The activation of the catalyst composition to obtain an activated catalyst may be conveniently detected by a rapid drop in the reactor pressure due to reacted alkylene oxide. Once the activated catalyst was formed, water present in the crude alkylene oxide within the above-defined amounts was not found to affect the catalyst activity in a negative way.

The activation in the initial phase may be conveniently performed in the polymerization reactor or in a separate reactor.

The subject process may be carried out at any suitable temperature, for example in a range of from 60° C. to 180° C., preferably at a temperature of at least 80° C., more preferably at least 95° C., and most preferably at least 100° C. The temperature preferably is at most 150° C., more preferably at most 140° C., and most preferably at most 135° C. Accordingly, the subject process is typically carried out by reacting a mixture of hydroxyl group-containing initiator with DMC catalyst at atmospheric pressure. Higher pressures may also be applied, but the pressure will usually not exceed 20×105 N/m2 (bar) and preferably is from 1 to 5×105 N/m2.

The above-described combination of process conditions and reactants has now allowed preparing novel polyether polyols. The obtained polyols have similar properties and a similar performance to polyether polyols prepared from pure alkylene oxides, in spite of the incorporation of aldehydes and/or water into the polyether polymer chains.

The polyether polyol obtainable according to the subject process preferably has an average molecular weight in the range of from 1200 to 8500. Preferably, the polyether polyol preferably has an average molecular weight of at least 2000, yet more preferably of at least 2400, and most preferably, of at least 2500. The polyether polyol also preferably has a molecular weight of at most of 7500, particularly preferably of at most 7000, and most preferably of at most 6500.
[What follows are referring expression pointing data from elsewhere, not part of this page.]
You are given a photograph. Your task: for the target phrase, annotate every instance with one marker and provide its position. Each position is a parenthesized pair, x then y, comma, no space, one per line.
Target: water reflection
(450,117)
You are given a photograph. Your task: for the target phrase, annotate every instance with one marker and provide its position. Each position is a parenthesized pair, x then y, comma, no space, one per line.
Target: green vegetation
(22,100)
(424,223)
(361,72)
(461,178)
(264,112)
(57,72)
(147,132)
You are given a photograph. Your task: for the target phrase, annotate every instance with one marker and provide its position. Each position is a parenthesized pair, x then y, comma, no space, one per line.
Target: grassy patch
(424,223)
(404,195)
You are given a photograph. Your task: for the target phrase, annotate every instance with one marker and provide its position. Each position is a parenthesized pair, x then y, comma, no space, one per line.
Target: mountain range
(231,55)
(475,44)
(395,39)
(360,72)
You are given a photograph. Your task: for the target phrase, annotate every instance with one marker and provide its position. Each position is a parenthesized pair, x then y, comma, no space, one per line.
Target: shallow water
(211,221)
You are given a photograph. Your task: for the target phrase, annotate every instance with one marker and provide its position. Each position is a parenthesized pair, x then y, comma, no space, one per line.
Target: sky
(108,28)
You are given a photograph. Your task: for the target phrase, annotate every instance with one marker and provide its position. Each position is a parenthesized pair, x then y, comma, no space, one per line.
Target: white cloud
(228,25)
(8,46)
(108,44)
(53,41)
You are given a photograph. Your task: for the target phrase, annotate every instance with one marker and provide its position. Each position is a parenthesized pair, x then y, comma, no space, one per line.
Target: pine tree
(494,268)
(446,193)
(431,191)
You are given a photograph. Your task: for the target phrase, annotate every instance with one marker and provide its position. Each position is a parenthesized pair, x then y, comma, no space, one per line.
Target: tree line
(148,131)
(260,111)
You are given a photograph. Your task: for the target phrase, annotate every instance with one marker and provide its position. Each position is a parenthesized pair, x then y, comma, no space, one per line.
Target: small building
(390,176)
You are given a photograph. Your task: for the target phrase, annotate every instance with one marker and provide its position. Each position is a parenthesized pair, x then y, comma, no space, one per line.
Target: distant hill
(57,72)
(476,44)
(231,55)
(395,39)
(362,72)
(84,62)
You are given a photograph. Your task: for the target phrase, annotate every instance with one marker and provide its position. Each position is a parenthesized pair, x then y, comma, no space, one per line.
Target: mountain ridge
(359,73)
The polyether polyol of the present invention suitably has an average nominal functionality of from 1.5 to 8, more suitably from 2.0 to 6.0. Its nominal functionality accordingly is at least 1.5, preferably at least 2.0, and yet more preferably at least 2.5. It also has a nominal average functionality of at most 8, preferably of at most 5.5, more preferably of at most 4.5, again more preferably of at most 4.0, and most preferably of at most 3.5.

Conveniently, the polyol prepared according to the present invention will have a hydroxyl content of from 10 to 100 mg KOH/g polyol. Preferably, the polyol will have a hydroxyl content of from 15 to 85 mg KOH/g polyol, more preferably of from 20 to 75 mg KOH/g polyol, again more preferably of from 25 to 65 mg KOH/g polyol, and most preferably a hydroxyl content of from 25 to 60 mg KOH/g polyol.
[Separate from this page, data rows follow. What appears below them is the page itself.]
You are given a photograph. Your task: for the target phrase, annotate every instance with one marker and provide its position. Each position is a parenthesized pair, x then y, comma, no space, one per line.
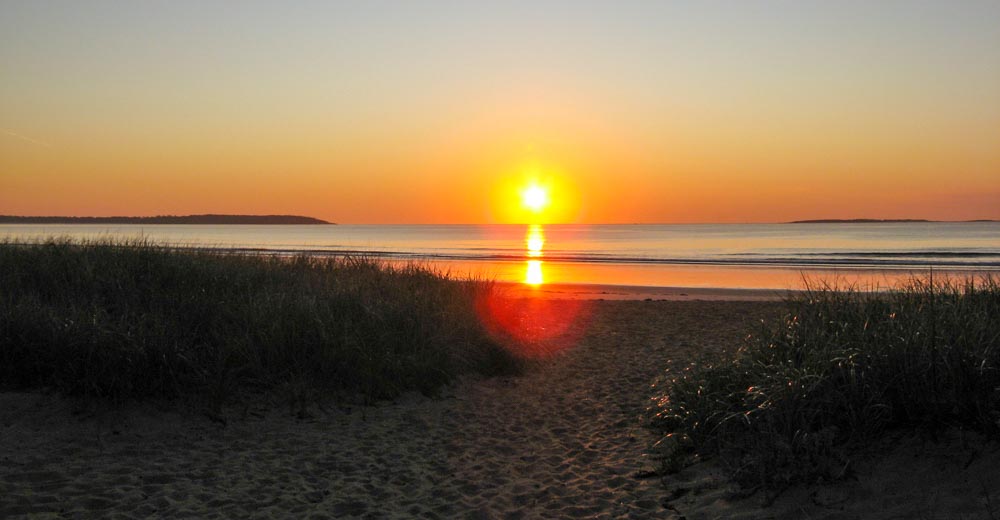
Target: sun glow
(535,198)
(535,240)
(533,273)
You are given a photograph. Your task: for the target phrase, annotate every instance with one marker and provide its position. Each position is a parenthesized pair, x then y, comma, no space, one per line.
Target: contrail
(25,138)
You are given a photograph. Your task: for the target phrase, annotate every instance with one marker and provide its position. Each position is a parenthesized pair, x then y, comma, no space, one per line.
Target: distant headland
(168,219)
(877,221)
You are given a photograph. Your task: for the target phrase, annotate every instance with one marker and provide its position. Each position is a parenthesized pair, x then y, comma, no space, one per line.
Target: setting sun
(535,198)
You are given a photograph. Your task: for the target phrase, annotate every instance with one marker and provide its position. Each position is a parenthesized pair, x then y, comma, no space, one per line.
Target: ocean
(774,256)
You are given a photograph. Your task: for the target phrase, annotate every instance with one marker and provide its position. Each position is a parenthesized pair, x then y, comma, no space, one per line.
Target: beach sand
(564,440)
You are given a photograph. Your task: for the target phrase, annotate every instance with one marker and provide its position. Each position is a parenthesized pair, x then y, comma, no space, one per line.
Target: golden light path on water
(534,243)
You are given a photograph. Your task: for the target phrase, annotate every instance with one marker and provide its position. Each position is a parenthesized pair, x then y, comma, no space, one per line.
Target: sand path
(564,440)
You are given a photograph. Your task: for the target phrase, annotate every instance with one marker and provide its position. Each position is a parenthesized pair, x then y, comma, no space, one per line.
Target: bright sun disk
(535,197)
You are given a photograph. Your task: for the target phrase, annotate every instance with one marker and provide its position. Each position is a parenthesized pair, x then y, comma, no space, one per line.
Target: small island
(169,219)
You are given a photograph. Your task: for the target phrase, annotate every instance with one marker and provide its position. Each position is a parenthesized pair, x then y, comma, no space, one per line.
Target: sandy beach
(565,440)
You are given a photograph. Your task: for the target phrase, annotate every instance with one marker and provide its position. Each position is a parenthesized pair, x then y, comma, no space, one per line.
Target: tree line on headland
(167,219)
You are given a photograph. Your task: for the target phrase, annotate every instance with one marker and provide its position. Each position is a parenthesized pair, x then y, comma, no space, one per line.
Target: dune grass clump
(837,370)
(130,319)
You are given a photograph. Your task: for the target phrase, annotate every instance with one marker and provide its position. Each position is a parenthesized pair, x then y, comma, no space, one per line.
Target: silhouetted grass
(837,370)
(132,320)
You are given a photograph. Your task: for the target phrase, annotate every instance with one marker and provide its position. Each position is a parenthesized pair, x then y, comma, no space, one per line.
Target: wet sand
(564,440)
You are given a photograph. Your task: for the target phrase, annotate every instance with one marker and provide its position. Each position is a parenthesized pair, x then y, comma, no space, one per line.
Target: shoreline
(566,439)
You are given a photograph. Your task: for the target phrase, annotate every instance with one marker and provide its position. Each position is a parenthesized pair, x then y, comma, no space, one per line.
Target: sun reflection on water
(534,241)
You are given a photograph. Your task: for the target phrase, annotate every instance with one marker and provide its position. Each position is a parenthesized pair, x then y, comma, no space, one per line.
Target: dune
(566,439)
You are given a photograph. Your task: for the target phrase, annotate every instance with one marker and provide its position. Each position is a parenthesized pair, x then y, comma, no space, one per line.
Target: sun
(535,198)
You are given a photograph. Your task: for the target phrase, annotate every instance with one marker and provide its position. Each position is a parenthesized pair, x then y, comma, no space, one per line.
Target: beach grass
(131,320)
(838,370)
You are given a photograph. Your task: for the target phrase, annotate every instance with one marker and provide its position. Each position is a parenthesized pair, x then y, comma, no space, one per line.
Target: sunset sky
(442,112)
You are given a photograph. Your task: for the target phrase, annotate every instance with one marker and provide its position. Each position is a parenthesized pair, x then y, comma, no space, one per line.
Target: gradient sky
(428,112)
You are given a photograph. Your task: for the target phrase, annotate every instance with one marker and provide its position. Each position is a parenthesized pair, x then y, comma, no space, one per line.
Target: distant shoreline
(883,221)
(170,219)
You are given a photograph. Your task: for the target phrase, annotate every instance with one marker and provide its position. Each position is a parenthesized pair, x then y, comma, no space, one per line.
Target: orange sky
(402,115)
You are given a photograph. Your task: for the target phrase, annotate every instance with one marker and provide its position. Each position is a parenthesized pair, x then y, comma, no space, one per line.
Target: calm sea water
(706,255)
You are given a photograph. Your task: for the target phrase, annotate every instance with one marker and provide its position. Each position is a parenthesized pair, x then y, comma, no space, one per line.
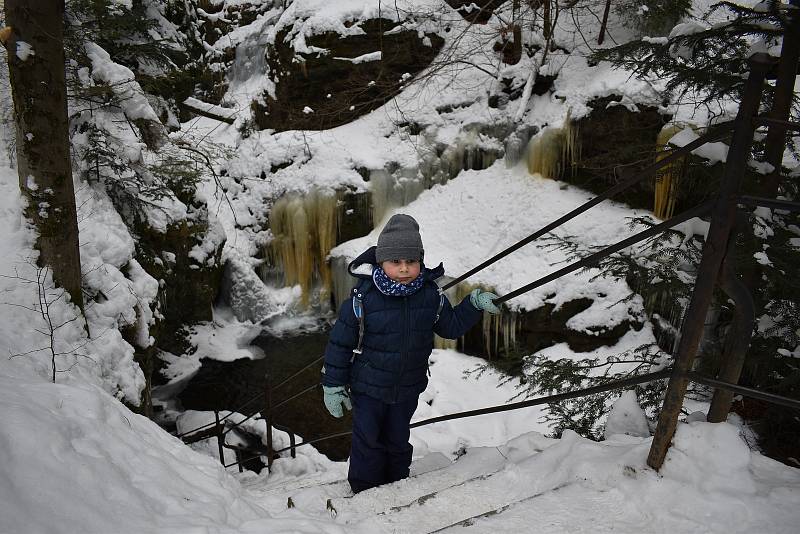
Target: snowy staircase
(438,495)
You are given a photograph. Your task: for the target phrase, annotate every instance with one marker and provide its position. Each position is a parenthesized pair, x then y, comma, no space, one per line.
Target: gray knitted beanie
(399,240)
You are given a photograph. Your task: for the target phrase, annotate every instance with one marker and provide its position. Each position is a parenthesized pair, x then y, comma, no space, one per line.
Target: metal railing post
(268,420)
(722,221)
(737,339)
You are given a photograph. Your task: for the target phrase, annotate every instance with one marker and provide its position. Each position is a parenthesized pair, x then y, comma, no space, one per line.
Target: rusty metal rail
(723,209)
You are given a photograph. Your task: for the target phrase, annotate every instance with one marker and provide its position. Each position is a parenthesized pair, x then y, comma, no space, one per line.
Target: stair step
(458,504)
(477,464)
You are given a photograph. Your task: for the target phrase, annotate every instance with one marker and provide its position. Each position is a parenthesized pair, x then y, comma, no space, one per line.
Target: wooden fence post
(722,221)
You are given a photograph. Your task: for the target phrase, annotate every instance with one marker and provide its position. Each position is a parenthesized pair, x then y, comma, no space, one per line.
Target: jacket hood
(368,258)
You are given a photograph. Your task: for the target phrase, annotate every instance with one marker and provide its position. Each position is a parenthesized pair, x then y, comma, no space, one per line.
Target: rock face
(476,11)
(615,143)
(186,261)
(343,77)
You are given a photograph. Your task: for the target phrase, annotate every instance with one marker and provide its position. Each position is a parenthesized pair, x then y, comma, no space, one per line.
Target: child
(383,357)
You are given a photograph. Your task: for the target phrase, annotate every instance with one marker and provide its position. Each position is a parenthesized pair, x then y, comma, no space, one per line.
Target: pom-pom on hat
(399,240)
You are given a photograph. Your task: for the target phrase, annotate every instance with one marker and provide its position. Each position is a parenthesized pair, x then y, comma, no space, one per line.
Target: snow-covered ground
(73,458)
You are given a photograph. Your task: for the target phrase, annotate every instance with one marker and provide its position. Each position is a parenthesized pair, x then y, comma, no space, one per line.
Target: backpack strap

The polyol prepared according to the present invention further may contain primary and/or secondary hydroxyls, which depends on the nature of the alkylene oxides used. Usually, the level of primary hydroxyl corresponds to the amount of ethylene oxide used. Preferably, the polyols contain of from 0 to 20% by weight of units derived from ethylene oxide, more preferably of from 5 to 20% by weight of units derived from ethylene oxide, as this results in a high reactivity in polyurethane formation reactions with polyisocyanate crosslinking agents.
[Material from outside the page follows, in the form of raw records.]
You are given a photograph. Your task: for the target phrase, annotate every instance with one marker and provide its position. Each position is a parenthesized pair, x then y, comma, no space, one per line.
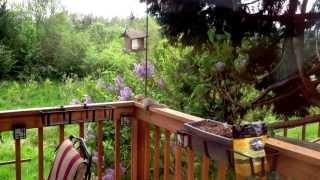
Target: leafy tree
(267,48)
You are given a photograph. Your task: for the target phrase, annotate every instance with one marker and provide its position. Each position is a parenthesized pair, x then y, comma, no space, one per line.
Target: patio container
(215,146)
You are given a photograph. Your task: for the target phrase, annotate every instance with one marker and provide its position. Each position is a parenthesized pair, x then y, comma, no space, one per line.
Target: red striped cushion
(66,162)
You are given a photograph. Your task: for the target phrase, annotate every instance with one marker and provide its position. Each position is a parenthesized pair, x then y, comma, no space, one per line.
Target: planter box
(215,146)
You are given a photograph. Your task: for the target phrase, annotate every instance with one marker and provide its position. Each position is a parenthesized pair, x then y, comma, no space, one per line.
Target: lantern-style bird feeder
(134,40)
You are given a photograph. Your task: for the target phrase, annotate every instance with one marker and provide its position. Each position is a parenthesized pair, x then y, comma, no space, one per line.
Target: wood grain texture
(205,168)
(146,158)
(117,149)
(135,149)
(61,134)
(166,153)
(190,169)
(40,154)
(18,158)
(222,170)
(81,130)
(156,156)
(177,163)
(100,149)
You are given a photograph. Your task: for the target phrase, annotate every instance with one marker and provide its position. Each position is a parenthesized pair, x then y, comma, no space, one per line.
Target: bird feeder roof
(134,34)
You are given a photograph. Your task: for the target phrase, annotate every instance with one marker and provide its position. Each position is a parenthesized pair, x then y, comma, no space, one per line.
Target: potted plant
(212,138)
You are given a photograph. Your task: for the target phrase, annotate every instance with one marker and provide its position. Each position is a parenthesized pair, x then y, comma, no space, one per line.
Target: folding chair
(72,162)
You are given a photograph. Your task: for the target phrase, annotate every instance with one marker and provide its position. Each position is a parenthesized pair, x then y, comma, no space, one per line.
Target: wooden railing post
(190,164)
(100,149)
(18,158)
(146,157)
(81,130)
(156,156)
(142,150)
(177,163)
(117,148)
(61,134)
(134,149)
(40,153)
(222,170)
(166,167)
(204,168)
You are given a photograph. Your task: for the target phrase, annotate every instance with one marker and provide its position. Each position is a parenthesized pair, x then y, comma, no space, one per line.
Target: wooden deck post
(18,159)
(40,154)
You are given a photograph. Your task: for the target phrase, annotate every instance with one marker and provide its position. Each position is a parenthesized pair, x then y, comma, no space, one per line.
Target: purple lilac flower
(142,69)
(119,82)
(101,84)
(95,157)
(111,88)
(123,169)
(109,174)
(161,83)
(75,102)
(125,94)
(91,135)
(87,99)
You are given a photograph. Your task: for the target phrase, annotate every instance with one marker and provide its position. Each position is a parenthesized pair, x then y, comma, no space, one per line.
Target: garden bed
(212,138)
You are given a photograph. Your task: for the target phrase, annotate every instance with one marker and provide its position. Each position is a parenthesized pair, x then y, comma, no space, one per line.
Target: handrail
(31,118)
(163,119)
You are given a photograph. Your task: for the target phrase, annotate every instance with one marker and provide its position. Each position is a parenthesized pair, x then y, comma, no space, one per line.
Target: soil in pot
(215,128)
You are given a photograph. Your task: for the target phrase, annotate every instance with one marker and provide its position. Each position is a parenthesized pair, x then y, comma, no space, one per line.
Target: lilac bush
(161,83)
(75,102)
(144,69)
(87,99)
(119,82)
(125,94)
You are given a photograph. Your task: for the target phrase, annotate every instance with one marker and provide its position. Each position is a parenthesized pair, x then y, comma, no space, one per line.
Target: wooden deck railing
(156,128)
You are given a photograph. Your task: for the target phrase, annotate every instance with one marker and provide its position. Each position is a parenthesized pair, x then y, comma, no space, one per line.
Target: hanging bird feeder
(134,40)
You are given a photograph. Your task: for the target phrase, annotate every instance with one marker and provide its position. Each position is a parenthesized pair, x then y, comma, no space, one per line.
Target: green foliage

The present invention also pertains to the novel polyether polyols obtainable by the subject process. Accordingly, the polyether polyols comprise of from 0.0001 to 5% by weight of units derived from aldehyde, more preferably of 0.001 to 3.5% by weight, and most preferably of from 0.01 to 1% by weight of units derived from aldehyde.

The present invention also pertains to the use of the novel polyether polyol obtainable by the subject process for the preparation of polyurethane foams, and to polyurethane foams and shaped articles of polyurethane foam.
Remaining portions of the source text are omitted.